Two things to bear in mind:

Firstly, we do not support the explicit 'data32' and 'addr32' prefixes that GNU
as supports (neither do we support 'data16 or 'addr16' in 32-bit mode). That
would be the subject of a separate feature request.

In practice, I cannot think of a single case where an explicit 'data32' is
needed because the operand size can always be implicit in the mnemonic suffix.
Some people like to write 'data32 lgdt', where 'lgdtl' would sufficed, for
example.

For the GNU toolchain, 'addr32' *is* sometimes needed because even with an
immediate address larger than 64KiB it will still refuse to use 32-bit
addressing modes unless explicitly told to do so. LLVM does not suffer that
idiocy at the moment, and 'movl $0, 0xf0000000' will actually do the sane
thing.
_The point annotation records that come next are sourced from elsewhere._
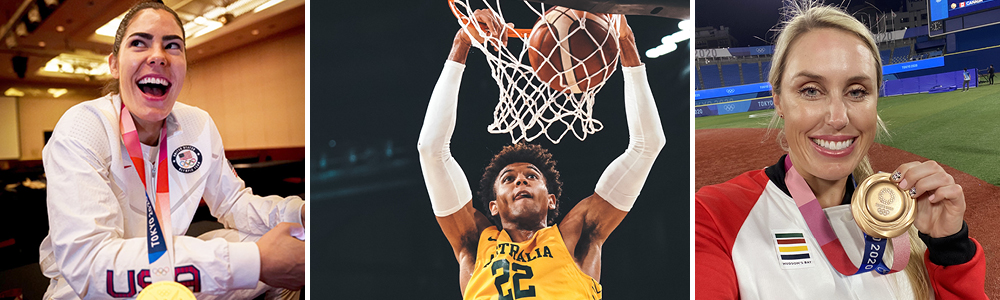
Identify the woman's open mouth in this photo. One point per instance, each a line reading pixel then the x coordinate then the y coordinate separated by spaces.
pixel 153 86
pixel 837 147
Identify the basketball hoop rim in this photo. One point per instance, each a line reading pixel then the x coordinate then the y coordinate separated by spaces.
pixel 522 33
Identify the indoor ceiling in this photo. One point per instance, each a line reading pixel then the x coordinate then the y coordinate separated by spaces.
pixel 69 32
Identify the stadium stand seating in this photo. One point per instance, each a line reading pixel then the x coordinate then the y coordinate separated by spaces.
pixel 765 69
pixel 697 79
pixel 710 76
pixel 900 55
pixel 731 75
pixel 886 55
pixel 751 73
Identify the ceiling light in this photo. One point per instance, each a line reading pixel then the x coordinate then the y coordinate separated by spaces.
pixel 12 92
pixel 77 64
pixel 669 42
pixel 110 29
pixel 34 16
pixel 11 41
pixel 21 30
pixel 266 5
pixel 57 92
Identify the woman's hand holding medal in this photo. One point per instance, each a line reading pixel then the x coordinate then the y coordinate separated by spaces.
pixel 940 202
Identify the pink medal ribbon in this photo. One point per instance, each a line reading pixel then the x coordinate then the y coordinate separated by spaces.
pixel 158 229
pixel 820 228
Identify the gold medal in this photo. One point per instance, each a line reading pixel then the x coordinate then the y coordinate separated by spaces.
pixel 880 208
pixel 165 290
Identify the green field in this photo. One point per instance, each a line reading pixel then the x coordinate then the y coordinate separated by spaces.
pixel 959 129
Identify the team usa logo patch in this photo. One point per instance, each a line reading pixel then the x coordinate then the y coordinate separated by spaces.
pixel 186 159
pixel 793 252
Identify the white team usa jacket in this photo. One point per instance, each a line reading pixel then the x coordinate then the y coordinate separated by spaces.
pixel 96 247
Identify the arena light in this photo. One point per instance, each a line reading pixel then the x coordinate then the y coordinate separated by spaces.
pixel 669 42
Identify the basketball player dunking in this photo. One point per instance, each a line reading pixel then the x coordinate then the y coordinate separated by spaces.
pixel 522 253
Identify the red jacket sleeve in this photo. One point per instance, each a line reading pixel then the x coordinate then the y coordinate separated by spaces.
pixel 962 281
pixel 720 211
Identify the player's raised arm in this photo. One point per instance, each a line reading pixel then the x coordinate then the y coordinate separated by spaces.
pixel 619 185
pixel 447 185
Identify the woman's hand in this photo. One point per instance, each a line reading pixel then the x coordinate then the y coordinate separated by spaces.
pixel 940 201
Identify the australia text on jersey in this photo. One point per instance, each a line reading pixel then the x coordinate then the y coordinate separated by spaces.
pixel 516 253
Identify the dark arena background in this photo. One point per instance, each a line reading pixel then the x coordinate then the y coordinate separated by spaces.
pixel 924 50
pixel 374 235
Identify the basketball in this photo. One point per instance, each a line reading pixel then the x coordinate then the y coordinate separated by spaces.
pixel 572 50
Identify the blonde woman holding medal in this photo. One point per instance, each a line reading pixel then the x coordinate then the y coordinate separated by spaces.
pixel 127 172
pixel 788 232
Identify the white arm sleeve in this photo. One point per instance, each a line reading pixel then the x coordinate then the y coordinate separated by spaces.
pixel 446 183
pixel 623 179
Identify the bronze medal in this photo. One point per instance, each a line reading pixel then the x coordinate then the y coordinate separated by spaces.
pixel 880 208
pixel 165 290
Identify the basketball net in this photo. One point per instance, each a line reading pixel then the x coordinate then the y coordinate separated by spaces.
pixel 528 107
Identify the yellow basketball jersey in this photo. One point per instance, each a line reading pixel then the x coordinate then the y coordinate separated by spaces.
pixel 540 268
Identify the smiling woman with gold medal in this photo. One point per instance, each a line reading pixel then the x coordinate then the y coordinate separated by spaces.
pixel 127 172
pixel 818 224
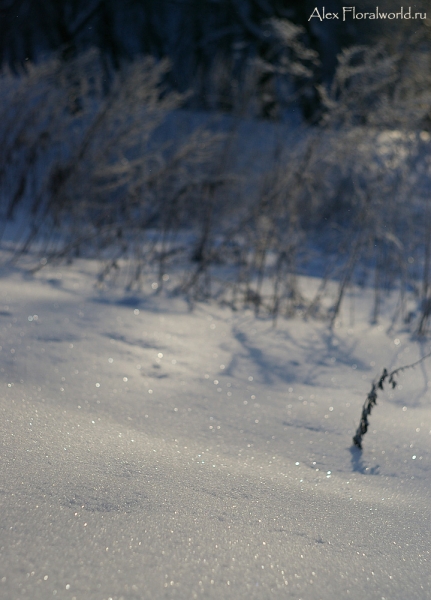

So for LLVM you can mostly just drop the 'addr32' prefixes that the GNU
toolchain requires.

Secondly, the code we generate is a little larger than the code generated by
GNU as — mostly because we're so quick to use 32-bit addresses. We use 32-bit
addressing modes whenever the address is not an immediate and below 64KiB. So
*all* symbol references which require relocs will be 32-bit. 


Then of course there are unrelated bugs like bug 18303 which will hurt you if
you change modes within a single asm file, and bug 3997 which is the only
remaining reason why the Linux kernel's 16-bit startup code doesn't build
correctly with 'clang -m16' as of today.